Nothing. Now go watch a Blu-ray movie.
Check out our new sister blog on Home Theater, HTBlog.net





December 12th, 2006 at 1:38 am
HD DVD doesn’t use a red laser, it uses a blue laser just like blu-ray. EVD’s technology has nothing to do with hd dvd. It could potentially be relevant to people here in North america because hd dvd and blu-ray will want to become worldwide products, just like dvd, at some point. If there are completely different formats in every region, that cuts down even more on their potential impact, ability to ramp up production and drop in price, etc.
December 12th, 2006 at 4:34 pm
Actually you are incorrect. It does use a red laser.
EVD does have the same limitation that HD DVD has which is the wavelength of a red laser hence the reason that there is a lower ceiling to how much data can be put on the disk.
December 13th, 2006 at 6:46 am
Mole you are wrong. Both HD DVD and Blueray use blue laser. Bluray has a larger numerical apeture and moves the data layer closer to the laser which results in higher bitrates and capacity.
DVD is red laser so likely EVD will not have much more capacity than DVD.
Try doing some research before posting an article next time:
http://en.wikipedia.org/wiki/HD_DVD
“The HD DVD disc is designed to be the successor to the DVD format and can store roughly 3-4 times the amount of data as its predecessor. This was achieved by using a 405 nm blue-violet laser which allows more information to be stored digitally in the same amount of physical space. The additional capacity of HD DVD means the discs are more suited to high-definition video than standard DVDs. In comparison to its main competitor, Blu-ray Disc, which also uses a blue laser, HD DVD has less information capacity per layer (15 gigabytes instead of 25).
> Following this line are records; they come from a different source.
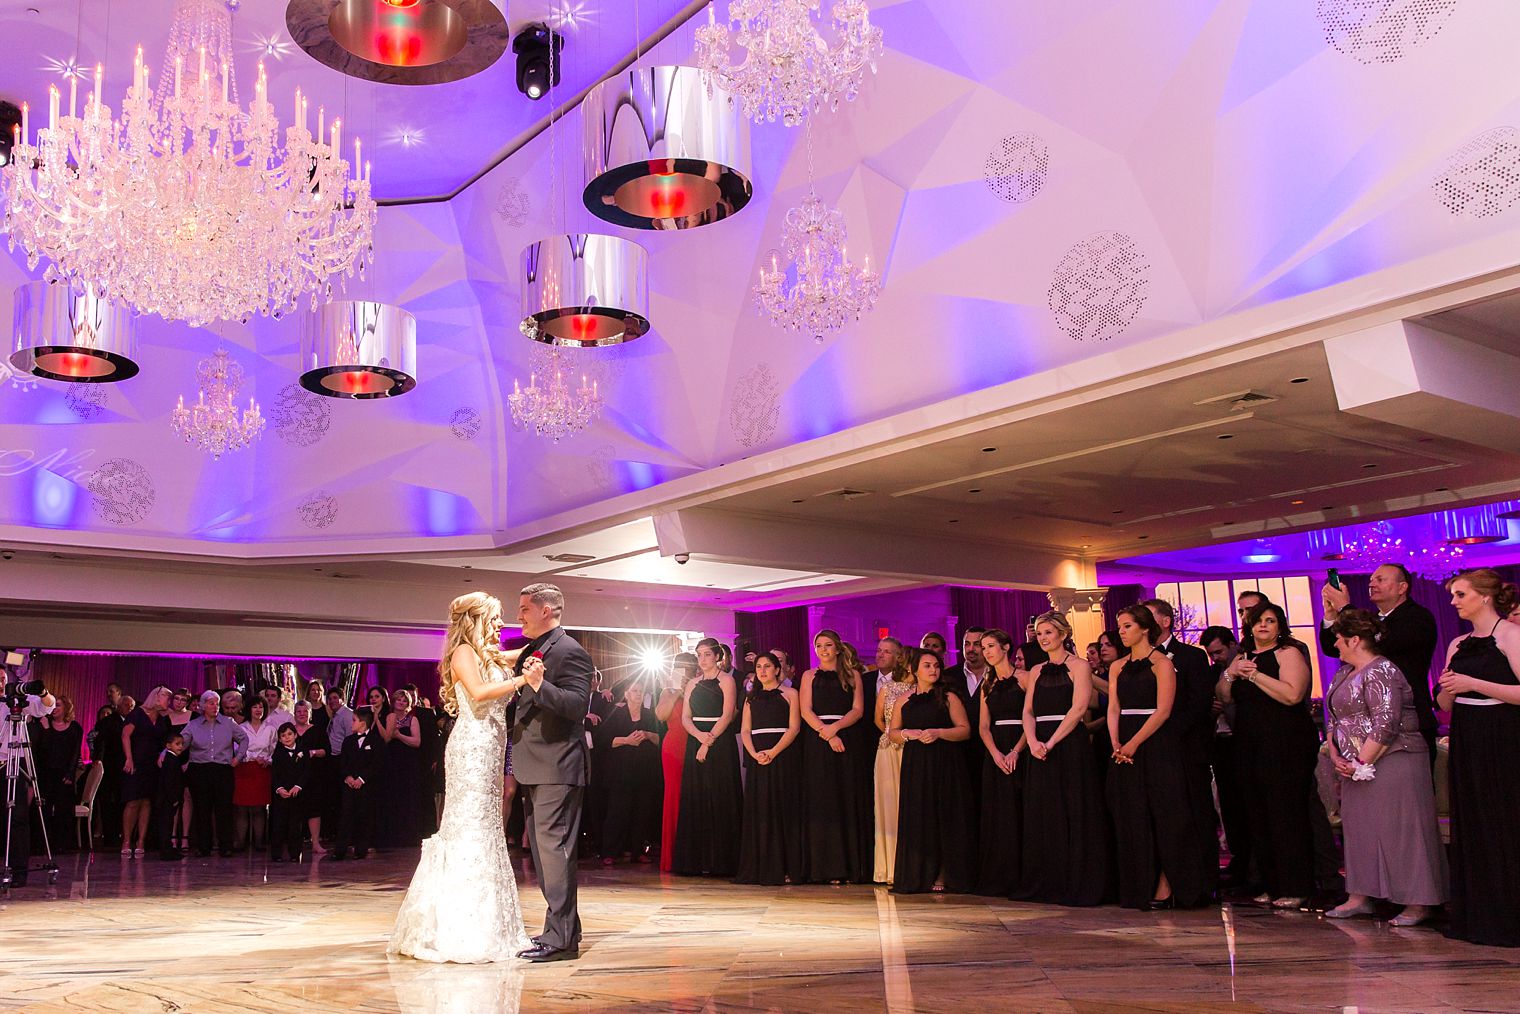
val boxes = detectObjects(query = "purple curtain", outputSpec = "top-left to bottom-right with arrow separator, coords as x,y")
948,587 -> 1057,643
1102,584 -> 1145,632
736,607 -> 809,669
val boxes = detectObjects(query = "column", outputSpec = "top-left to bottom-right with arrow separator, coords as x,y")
806,605 -> 826,667
1049,587 -> 1109,651
942,614 -> 959,665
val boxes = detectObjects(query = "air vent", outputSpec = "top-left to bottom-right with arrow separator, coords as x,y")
545,552 -> 596,564
815,488 -> 873,501
1194,389 -> 1278,411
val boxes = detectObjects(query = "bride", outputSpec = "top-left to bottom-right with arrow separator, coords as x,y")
389,592 -> 539,963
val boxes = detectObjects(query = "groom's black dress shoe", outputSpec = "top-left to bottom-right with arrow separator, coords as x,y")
518,944 -> 579,963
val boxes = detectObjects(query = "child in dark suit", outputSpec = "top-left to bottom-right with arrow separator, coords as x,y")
154,733 -> 188,861
333,708 -> 381,860
270,723 -> 311,862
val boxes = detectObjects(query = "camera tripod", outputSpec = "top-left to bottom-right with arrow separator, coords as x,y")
2,708 -> 58,890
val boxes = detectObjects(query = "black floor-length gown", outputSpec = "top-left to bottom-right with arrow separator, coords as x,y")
1233,646 -> 1318,900
384,717 -> 427,847
672,677 -> 743,876
976,675 -> 1025,896
1445,624 -> 1520,947
1108,656 -> 1209,909
892,690 -> 975,894
1016,662 -> 1110,906
736,687 -> 805,885
802,671 -> 866,883
597,704 -> 664,860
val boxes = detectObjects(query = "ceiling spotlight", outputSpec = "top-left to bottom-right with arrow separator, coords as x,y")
514,22 -> 562,100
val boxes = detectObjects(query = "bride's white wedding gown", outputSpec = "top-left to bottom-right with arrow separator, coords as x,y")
389,664 -> 532,963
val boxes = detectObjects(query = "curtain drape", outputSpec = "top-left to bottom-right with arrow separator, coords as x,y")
735,607 -> 809,671
948,587 -> 1058,644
HD DVD shares the same basic disc structure as a standard DVD: back-to-back bonding of two 0.6 mm thick, 120 mm diameter substrates. The 30 GB dual-layer HD DVDs have been used on nearly every movie released in this format.”
December 13th, 2006 at 5:08 pm
Either way, there is no competition. China does not enforce copyright… you cannot compete with free.
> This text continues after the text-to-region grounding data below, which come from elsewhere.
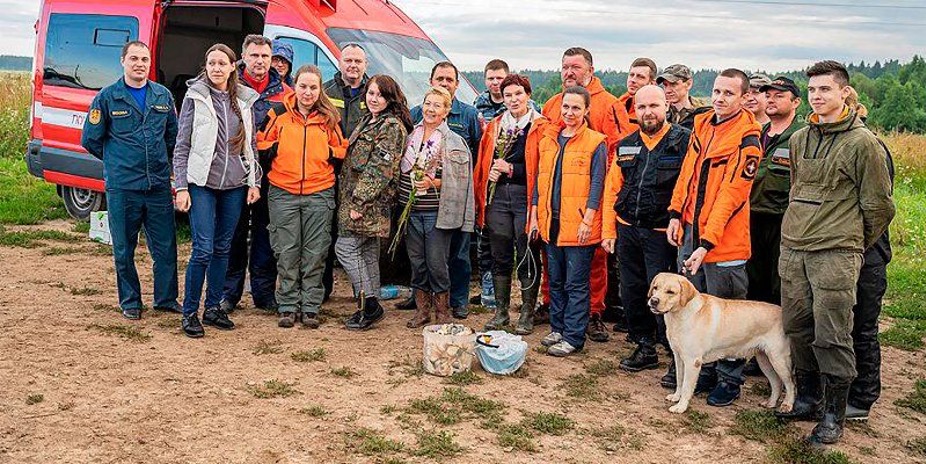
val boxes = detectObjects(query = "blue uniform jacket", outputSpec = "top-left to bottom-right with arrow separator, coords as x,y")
411,98 -> 483,162
81,79 -> 178,191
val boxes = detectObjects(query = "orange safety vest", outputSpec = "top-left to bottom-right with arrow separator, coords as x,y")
542,76 -> 631,161
535,121 -> 606,246
668,109 -> 762,262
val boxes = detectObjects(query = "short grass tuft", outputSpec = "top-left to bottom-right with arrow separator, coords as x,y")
290,348 -> 326,363
87,323 -> 152,343
521,411 -> 574,436
730,410 -> 791,443
252,339 -> 284,356
412,429 -> 465,459
299,405 -> 329,417
895,379 -> 926,415
330,366 -> 357,378
247,379 -> 299,399
344,427 -> 404,456
443,370 -> 482,386
26,393 -> 44,405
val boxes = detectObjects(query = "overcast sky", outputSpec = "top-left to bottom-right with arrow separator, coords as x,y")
4,0 -> 924,72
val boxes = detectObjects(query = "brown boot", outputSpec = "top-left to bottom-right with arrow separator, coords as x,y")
433,291 -> 452,324
407,289 -> 432,328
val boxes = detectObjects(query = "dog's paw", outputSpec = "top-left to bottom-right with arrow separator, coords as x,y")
666,393 -> 681,402
777,403 -> 794,414
669,403 -> 688,414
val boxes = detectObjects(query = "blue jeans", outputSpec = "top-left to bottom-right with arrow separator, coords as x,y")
106,188 -> 178,311
183,185 -> 247,315
448,229 -> 472,308
546,243 -> 596,349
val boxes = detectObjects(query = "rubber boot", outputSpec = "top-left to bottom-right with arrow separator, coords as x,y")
515,277 -> 538,335
484,275 -> 512,330
433,291 -> 452,324
776,370 -> 823,421
807,375 -> 851,446
406,289 -> 432,328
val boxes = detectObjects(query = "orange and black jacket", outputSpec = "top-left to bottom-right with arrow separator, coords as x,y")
542,77 -> 634,161
616,92 -> 640,139
602,123 -> 690,238
259,92 -> 347,195
474,115 -> 548,228
668,109 -> 762,262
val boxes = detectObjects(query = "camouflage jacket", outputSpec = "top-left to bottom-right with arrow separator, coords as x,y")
338,113 -> 408,237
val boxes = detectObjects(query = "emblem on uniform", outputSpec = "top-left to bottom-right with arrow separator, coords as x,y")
89,109 -> 101,125
742,155 -> 760,180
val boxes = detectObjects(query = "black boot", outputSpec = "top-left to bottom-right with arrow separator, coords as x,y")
620,339 -> 659,372
661,359 -> 677,389
395,294 -> 417,310
807,375 -> 851,446
202,307 -> 235,330
484,275 -> 511,330
348,296 -> 385,331
776,371 -> 823,421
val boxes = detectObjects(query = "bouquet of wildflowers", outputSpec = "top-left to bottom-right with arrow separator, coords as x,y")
487,126 -> 524,205
388,139 -> 438,258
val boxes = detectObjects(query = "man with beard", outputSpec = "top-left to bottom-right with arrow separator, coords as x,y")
601,85 -> 689,374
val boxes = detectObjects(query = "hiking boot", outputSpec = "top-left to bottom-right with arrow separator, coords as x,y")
396,294 -> 417,310
808,376 -> 851,446
541,331 -> 563,347
620,343 -> 659,372
533,302 -> 550,326
433,292 -> 452,324
587,314 -> 610,342
707,381 -> 742,407
202,307 -> 235,330
182,313 -> 204,338
514,282 -> 538,335
278,312 -> 296,328
122,308 -> 142,320
346,297 -> 385,331
406,289 -> 432,328
776,371 -> 823,422
452,306 -> 469,319
695,368 -> 718,394
845,404 -> 870,421
484,275 -> 512,330
301,312 -> 320,329
547,340 -> 580,357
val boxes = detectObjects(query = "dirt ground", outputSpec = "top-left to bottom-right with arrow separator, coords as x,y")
2,220 -> 925,464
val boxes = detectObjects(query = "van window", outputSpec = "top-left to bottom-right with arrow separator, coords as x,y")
275,37 -> 337,82
43,14 -> 139,90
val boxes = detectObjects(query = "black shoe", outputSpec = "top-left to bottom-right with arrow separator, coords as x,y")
612,317 -> 629,334
122,308 -> 142,320
695,369 -> 718,394
620,343 -> 659,372
661,360 -> 677,389
452,306 -> 469,319
776,371 -> 823,422
153,303 -> 182,314
707,381 -> 741,407
743,357 -> 763,377
395,294 -> 417,310
202,307 -> 235,330
301,313 -> 320,329
278,312 -> 296,328
346,298 -> 385,331
219,299 -> 237,314
808,376 -> 851,445
846,404 -> 870,421
255,300 -> 279,313
182,313 -> 204,338
469,294 -> 482,305
587,315 -> 610,343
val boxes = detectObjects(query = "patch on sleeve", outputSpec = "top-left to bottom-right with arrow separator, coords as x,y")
741,155 -> 760,180
771,148 -> 791,167
89,109 -> 102,125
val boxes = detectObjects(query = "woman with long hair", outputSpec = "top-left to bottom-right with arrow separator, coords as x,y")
173,43 -> 261,338
260,65 -> 347,329
474,74 -> 546,335
401,86 -> 475,329
335,75 -> 413,330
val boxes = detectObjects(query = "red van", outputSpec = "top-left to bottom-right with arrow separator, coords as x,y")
26,0 -> 476,219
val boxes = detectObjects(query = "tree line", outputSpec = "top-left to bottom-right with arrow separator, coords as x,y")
462,56 -> 926,134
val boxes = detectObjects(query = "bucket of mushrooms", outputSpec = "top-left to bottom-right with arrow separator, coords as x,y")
422,324 -> 476,377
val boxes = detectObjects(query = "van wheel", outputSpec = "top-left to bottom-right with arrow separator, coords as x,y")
62,186 -> 105,221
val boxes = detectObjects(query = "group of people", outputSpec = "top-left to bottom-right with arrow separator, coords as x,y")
81,35 -> 895,447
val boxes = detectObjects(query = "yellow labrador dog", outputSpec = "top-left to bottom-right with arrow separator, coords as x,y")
648,273 -> 795,414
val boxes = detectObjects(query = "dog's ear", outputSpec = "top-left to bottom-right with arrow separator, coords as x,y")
678,276 -> 697,307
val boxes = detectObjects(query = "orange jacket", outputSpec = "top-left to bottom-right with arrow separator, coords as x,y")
259,93 -> 347,195
668,109 -> 762,262
616,92 -> 639,139
535,121 -> 607,246
474,115 -> 548,228
542,77 -> 631,161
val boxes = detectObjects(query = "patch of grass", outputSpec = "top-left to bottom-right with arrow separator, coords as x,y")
682,410 -> 713,434
0,157 -> 68,225
443,370 -> 482,386
57,401 -> 75,411
521,411 -> 574,436
559,373 -> 600,400
906,436 -> 926,458
87,323 -> 152,343
330,366 -> 357,378
749,381 -> 773,397
155,317 -> 178,329
92,303 -> 119,313
406,387 -> 507,427
412,429 -> 465,459
767,436 -> 854,464
299,405 -> 329,417
42,246 -> 83,256
25,393 -> 44,405
882,319 -> 926,351
247,379 -> 299,399
72,221 -> 90,234
70,286 -> 102,296
895,379 -> 926,415
380,405 -> 397,415
496,423 -> 537,452
388,355 -> 425,378
468,305 -> 492,315
730,410 -> 791,443
0,227 -> 78,248
344,427 -> 404,456
584,358 -> 616,377
533,345 -> 547,354
290,348 -> 326,363
252,339 -> 283,355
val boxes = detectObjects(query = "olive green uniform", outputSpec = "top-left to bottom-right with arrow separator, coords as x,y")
780,109 -> 895,381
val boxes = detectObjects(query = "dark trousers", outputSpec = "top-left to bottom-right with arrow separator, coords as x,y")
106,188 -> 178,311
448,229 -> 472,308
183,186 -> 246,315
486,184 -> 538,282
546,243 -> 596,348
747,212 -> 783,305
406,211 -> 454,293
849,263 -> 887,410
224,181 -> 277,308
617,223 -> 676,344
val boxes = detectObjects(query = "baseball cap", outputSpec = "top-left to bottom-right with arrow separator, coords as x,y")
760,76 -> 802,98
749,73 -> 772,89
656,64 -> 692,84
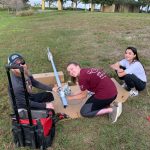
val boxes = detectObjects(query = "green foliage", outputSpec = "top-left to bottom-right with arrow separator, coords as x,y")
81,0 -> 90,4
100,0 -> 115,5
114,0 -> 143,6
138,0 -> 150,6
81,0 -> 115,5
81,0 -> 149,6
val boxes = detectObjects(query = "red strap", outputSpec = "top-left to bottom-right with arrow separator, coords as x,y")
40,118 -> 52,136
19,119 -> 37,125
19,118 -> 53,137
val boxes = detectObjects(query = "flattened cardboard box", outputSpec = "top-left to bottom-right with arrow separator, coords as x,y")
52,78 -> 129,118
33,71 -> 64,86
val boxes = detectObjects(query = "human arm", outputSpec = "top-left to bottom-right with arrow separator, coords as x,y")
117,69 -> 127,77
110,61 -> 126,77
110,62 -> 120,70
118,61 -> 146,79
20,64 -> 53,91
30,76 -> 53,91
67,90 -> 88,100
10,71 -> 54,110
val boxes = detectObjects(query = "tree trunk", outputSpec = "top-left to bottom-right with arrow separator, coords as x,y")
91,3 -> 95,12
84,4 -> 86,11
57,0 -> 63,10
49,0 -> 53,8
42,0 -> 45,10
147,5 -> 149,13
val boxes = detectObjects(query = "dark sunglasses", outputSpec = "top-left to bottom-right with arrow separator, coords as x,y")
14,59 -> 25,66
19,61 -> 25,65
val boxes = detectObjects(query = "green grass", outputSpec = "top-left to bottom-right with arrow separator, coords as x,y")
0,10 -> 150,150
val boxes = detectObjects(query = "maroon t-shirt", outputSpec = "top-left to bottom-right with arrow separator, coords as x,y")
78,68 -> 117,100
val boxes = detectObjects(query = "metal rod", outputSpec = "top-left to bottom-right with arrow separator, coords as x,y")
47,48 -> 68,108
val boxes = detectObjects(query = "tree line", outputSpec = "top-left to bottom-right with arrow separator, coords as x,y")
0,0 -> 149,12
December 13th, 2006 at 7:56 pm
read the wikipedia article linked above or other articles around the net focused on the delopment of blue lasers, nichia, sony, toshiba and the dvd forum. both formats use blue lasers, just at different frequencies. There is no “limitation” shared by EVD and HD DVD because they’re entirely unrelated.
January 1st, 2007 at 9:26 am
here is an update from an article by eetimes on the codec called avs format. it doesn’t say much though in terms of quality or what audio capabilities.
http://www.eetimes.com/news/design/showArticle.jhtml;jsessionid=DUBOZZNKAZXGIQSNDLQCKHSCJUNN2JVN?articleID=180204086
http://www.cdrinfo.com/Sections/News/Details.aspx?NewsId=15055
January 4th, 2007 at 7:01 pm
I am a dummy, and I will research what I write from now on.